Françoise Gilot. Self-Portrait. Copy, ink on paper. January, 2010. Françoise was Picasso's long-time mistress, an accomplished artist in her own right. I saw this piece at the San Diego Museum of Art.

The original drawing. I couldn't find it anywhere online, so hope it helps someone. No photos allowed on this one *cough*

Somebody bought me blue roses....Watercolor and Graphite. January, 2010.

Photograph edited in Photoshop. February, 2010.

Coffee Carrier (delle). Graphite on paper. Kuwait. January, 2010.

Miniature Pomegranate. Watercolor on chocolate wrap. Kuwait. January, 2010.

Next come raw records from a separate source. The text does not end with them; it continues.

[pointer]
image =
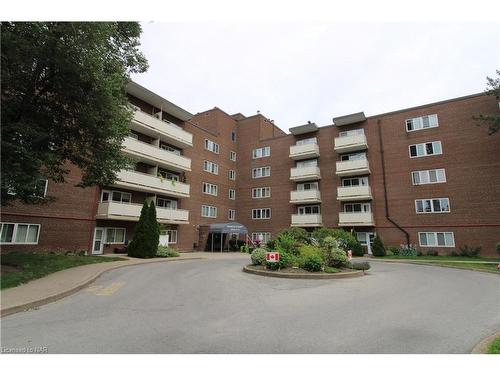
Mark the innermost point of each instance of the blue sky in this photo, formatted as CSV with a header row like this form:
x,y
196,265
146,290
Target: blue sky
x,y
299,72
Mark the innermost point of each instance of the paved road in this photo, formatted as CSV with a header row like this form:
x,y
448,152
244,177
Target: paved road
x,y
211,306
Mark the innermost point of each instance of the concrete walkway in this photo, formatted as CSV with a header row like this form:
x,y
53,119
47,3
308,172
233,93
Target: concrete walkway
x,y
66,282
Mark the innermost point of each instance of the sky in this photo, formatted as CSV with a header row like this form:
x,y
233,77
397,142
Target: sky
x,y
297,72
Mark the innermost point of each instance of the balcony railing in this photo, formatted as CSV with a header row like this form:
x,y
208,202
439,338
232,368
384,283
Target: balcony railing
x,y
356,219
354,193
305,174
306,151
310,220
132,212
305,196
160,129
152,154
148,183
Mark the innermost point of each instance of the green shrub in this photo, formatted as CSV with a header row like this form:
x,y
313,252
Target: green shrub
x,y
166,252
258,256
470,251
378,248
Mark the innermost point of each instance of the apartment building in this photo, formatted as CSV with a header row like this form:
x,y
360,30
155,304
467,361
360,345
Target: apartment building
x,y
424,175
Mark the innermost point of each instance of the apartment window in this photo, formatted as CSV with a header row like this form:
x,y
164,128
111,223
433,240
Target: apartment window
x,y
115,235
307,186
433,205
210,167
261,172
261,213
211,146
306,141
264,192
436,239
357,207
263,237
308,210
419,123
210,189
208,211
166,203
19,233
262,152
425,149
355,181
431,176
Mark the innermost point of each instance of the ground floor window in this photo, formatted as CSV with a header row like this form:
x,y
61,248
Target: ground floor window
x,y
19,233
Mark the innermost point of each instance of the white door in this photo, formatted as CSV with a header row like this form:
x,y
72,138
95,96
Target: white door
x,y
98,241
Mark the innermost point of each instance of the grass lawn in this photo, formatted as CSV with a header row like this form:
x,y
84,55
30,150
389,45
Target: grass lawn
x,y
19,268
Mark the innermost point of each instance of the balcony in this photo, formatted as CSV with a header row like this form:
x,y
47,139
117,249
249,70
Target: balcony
x,y
352,167
305,196
132,212
151,184
156,128
305,174
350,143
353,219
310,220
307,151
151,154
353,193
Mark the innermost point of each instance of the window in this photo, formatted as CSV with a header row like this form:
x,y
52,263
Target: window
x,y
432,176
16,233
263,237
262,152
436,239
210,189
258,193
208,211
166,203
210,167
419,123
211,146
261,172
308,210
432,205
115,235
425,149
261,213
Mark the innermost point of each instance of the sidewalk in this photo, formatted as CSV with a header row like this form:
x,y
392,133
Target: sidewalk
x,y
66,282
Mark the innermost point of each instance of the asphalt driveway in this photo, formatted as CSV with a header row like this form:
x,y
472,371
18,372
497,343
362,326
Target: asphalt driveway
x,y
211,306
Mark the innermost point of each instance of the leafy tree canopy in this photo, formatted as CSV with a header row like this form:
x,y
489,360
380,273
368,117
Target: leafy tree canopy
x,y
63,101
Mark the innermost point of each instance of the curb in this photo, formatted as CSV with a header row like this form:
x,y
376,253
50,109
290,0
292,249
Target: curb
x,y
308,276
482,346
82,285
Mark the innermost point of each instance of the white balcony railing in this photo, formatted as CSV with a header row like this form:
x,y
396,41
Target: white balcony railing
x,y
148,183
352,167
306,151
160,129
356,219
354,193
305,196
132,212
153,154
310,220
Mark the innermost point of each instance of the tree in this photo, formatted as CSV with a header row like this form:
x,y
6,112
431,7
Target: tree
x,y
492,119
64,101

February 1st, Monday. I like it when a new month, sparkling with possibilities, starts on a Monday, a beginning of a new week. This February finds me physically incapacitated ( I have been down with a bad cold since last week)-  but my spirits are up, because of the things I have been reading, the art documentaries I have been watching, the places I have been (a brief jaunt to San Francisco) and the interesting people I met. I have been feeding my mind and doing lots of different things, so today I want to catch up, and share.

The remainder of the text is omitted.